The continuation of the lower highs–lower lows formation, a breakdown of short-term moving averages (10- and 20-week EMAs), and a fall below the midline of the Bollinger Bands (since April this year) on the weekly charts all indicate bearish dominance. Further pressure came from a negative MACD crossover with a weakening histogram, while the RSI at 49.50 maintained a bearish crossover.
As a result, if the index breaks the next key support at 24,200 (200-day EMA), a further drop to 24,000 (coinciding with the 50-week EMA) appears likely in the upcoming sessions. However, in the event of a rebound, 24,500 is expected to be the immediate hurdle, followed by 24,750 (10-week EMA), which would be a key resistance level for any potential trend reversal. Experts continue to recommend a sell-on-rise strategy.

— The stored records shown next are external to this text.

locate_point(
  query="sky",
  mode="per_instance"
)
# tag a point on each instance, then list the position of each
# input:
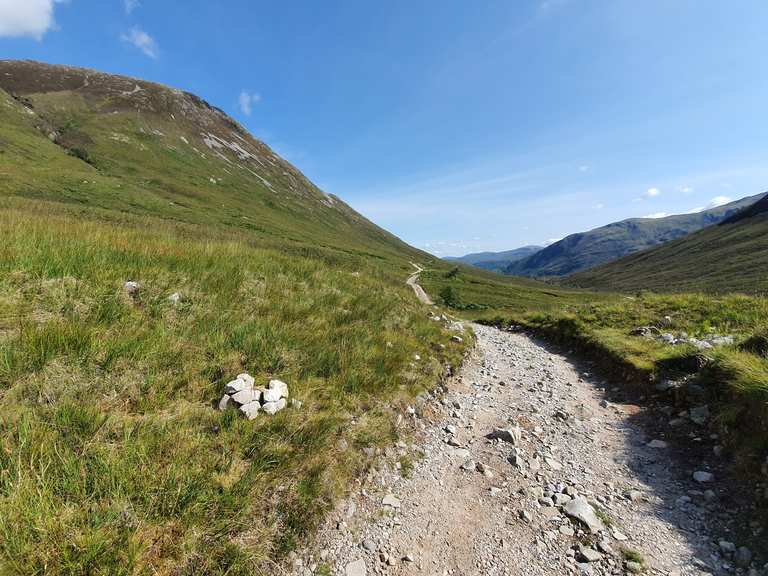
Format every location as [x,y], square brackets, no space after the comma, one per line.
[459,126]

The Nifty 50 opened the session lower at 24,544 and remained under pressure throughout. It touched an intraday low of 24,338 before closing at 24,363, down 233 points (0.95 percent), forming a bearish candle on the daily charts. For the week, the index declined 0.82 percent, forming a red candle with an upper shadow, further reinforcing the sell-on-rally approach.
According to Nagaraj Shetti, Senior Technical Research Analyst at HDFC Securities, the underlying trend of Nifty remains weak.
“The next lower levels to be watched are around 24,200–24,000 by next week. However, any pullback up to the 24,500 hurdle could be a sell-on-rise opportunity,” he noted.
Derivative Update
Weekly options data suggest that the Nifty 50 is likely to take support around 24,300, with further downside toward 24,000–23,800 not being ruled out. On the upside, 24,500 remains the key resistance to watch.
On the Call side, the 25,000 strike holds the highest open interest, followed by 24,500 and 24,600. Maximum Call writing was seen at the 24,500 strike, followed by 24,600 and 25,000.
On the Put side, the 24,000 strike saw the highest open interest, followed by 24,500 and 24,300. The most Put writing occurred at the 24,300 strike, followed by 24,000 and 23,800.
Bank Nifty
The Bank Nifty also remained trapped in a bearish zone, falling 516 points (0.93 percent) to close at 55,005, forming a bearish candle that engulfed the previous day's green candle, signaling a negative outlook ahead.
The banking index tested the 100-day EMA (54,937) and the lower Bollinger Band intraday. On the weekly chart, it declined 1.1 percent, closing below the midline of the Bollinger Bands and forming a bearish candle.
Looking ahead, Sudeep Shah, Head – Technical Research and Derivatives at SBI Securities, said, “The 100-day EMA zone of 54,950–54,850 will be a critical support area. A sustained move below 54,850 could intensify the downtrend, opening the door for a decline toward the 54,000–53,900 support zone.”
On the upside, any recovery is expected to face resistance near 55,700–55,800, which now acts as a key hurdle for the bulls.
India VIX
The India VIX, a gauge of market fear, rose for the second consecutive week, moving in the 12.63–10.66 range. It increased by 0.48 percent during the week to 12.03, indicating a slightly cautious sentiment among the bulls.